Here are a few pointers for sellers:

-- Make your place sparkling clean.

With the current extreme emphasis on hygiene, Nash says it’s more important than ever that for-sale properties appear meticulously clean.

It’s true that many interested buyers are now spending more time previewing property through virtual online tours. Yet Nash says that even now, with fears of infection, it’s exceedingly rare for buyers to commit to a purchase without touring a home’s interior in person.

“Folks will give you many extra points if they think your house is so clean they could eat off the floors,” Nash says.

-- Try to get help to do “strategic painting” and yard work.

Even if you’re financially pinched, it’s unlikely you’ll find volunteers to take on a large-scale house-painting job for nothing. But Nash says that by contacting a local church or synagogue and explaining your current situation, you might find those willing to donate a finite amount of time to help you complete some limited work that will enhance the exterior of your place.

“Focus on the importance of repainting trim, including your shutters and front door. Also, stress the need to perfect your landscaping. All these are tasks you could accomplish quickly and cheaply alongside volunteers,” he says.

-- Find a listing agent trained in “staging.”

The quest by home sellers to get the highest possible proceeds has spawned an industry of home “stagers” -- people hired to rearrange and supplement furnishings to make a For Sale property more appealing.

Stagers typically charge up to $1,000 or more for a redo. Many are quite effective at making a home look more attractive. If you lack the funds to pay a stager, Nash suggests you look for a listing agent who will provide such services without an extra fee.

“Every day more agents are trained in the art of staging, and some have a real knack for it,” he says.

How can you be sure that agents who claim expertise in staging will do a good job? Nash recommends you ask them to email you “before” and “after” photos of properties they’ve staged for clients. Look at these prior to signing a listing agreement with one of them.

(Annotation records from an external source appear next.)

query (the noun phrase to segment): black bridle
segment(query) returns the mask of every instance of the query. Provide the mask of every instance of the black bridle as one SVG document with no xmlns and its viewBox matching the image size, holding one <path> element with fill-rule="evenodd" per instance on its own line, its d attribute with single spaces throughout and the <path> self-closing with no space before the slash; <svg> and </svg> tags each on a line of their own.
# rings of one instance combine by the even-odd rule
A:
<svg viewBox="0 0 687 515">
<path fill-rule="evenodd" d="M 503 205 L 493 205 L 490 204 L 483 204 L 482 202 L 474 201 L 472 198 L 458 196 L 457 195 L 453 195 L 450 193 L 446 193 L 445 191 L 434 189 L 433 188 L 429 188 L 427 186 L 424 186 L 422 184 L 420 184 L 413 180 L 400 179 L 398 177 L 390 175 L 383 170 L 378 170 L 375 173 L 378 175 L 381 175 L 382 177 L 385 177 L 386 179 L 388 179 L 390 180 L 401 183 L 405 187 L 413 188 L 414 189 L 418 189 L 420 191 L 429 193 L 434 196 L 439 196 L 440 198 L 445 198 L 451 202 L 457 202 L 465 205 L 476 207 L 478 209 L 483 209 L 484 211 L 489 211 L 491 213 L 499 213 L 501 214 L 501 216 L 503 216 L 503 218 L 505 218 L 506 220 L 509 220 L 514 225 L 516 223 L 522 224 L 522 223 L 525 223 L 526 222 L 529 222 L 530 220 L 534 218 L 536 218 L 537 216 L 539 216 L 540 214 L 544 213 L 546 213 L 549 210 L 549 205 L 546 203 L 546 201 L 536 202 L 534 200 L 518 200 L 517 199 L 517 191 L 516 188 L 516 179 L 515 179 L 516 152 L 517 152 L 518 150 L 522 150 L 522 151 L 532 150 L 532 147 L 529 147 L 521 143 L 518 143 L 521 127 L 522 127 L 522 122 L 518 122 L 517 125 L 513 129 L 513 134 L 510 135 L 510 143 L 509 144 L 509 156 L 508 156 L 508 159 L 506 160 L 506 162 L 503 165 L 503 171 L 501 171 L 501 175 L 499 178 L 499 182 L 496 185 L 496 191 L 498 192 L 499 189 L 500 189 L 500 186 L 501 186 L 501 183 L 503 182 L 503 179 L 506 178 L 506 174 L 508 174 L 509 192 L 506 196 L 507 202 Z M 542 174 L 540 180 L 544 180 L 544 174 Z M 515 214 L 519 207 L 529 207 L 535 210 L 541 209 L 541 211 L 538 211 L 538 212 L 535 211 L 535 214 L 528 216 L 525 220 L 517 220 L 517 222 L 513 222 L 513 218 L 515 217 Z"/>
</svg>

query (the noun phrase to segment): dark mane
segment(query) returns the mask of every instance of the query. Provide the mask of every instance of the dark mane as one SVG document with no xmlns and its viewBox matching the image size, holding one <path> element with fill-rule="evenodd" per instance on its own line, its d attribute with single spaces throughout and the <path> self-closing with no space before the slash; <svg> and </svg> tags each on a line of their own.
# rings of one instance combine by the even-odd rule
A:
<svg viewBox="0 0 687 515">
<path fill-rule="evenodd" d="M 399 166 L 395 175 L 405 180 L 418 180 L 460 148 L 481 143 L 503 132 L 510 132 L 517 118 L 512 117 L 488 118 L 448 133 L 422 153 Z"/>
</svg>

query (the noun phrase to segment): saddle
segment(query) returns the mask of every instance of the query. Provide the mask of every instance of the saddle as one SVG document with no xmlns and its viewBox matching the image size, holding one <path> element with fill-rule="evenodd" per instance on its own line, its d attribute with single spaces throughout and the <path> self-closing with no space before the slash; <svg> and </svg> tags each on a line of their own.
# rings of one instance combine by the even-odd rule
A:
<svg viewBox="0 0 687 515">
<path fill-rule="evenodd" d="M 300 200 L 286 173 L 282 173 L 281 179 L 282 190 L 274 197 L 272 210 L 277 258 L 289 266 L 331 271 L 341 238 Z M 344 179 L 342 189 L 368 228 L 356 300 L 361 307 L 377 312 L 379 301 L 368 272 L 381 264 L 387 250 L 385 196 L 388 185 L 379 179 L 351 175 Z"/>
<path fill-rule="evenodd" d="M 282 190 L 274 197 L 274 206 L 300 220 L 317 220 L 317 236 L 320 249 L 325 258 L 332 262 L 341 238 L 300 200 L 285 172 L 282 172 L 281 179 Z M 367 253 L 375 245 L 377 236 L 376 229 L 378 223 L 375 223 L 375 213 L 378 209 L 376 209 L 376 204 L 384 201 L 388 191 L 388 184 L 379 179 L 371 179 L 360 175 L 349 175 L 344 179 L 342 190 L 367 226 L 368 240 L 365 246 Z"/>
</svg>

Of course, in an era of social distancing, not all talented stagers are comfortable spending time within a property to do physical staging work -- but some will do so willingly if your place is vacant and you provide adequate personal protective gear.

-- Look for guidance on pricing from experienced real estate pros.

As real estate agents point out, it’s crucial that the seller of an “as is” home price it at a level that accurately reflects its condition. That way, you can reduce the risk that it will languish unsold for a lengthy period.

To offer pricing recommendations for their clients, agents typically use what are known as “comparables,” which represent past sales of similar homes in the same neighborhood. But Nash says that in this era of economic uncertainty, the key is to look forward, not back. You need someone with a sense of whether local property valuations are currently rising, falling or staying flat.

“Right now, there are a lot of missing pieces in the puzzle. Still, as the economy gradually reopens in the days and weeks to come, real estate pros should have more clarity on pricing trends,” he says.

Nash strongly recommends that those under duress to sell in the current market seek pricing guidance for agents with substantial experience and an in-depth knowledge of their neighborhood.

“Everyone knows that as in politics, all real estate is local. It takes a pro to tell you about the direction of prices in your particular hamlet,” he says.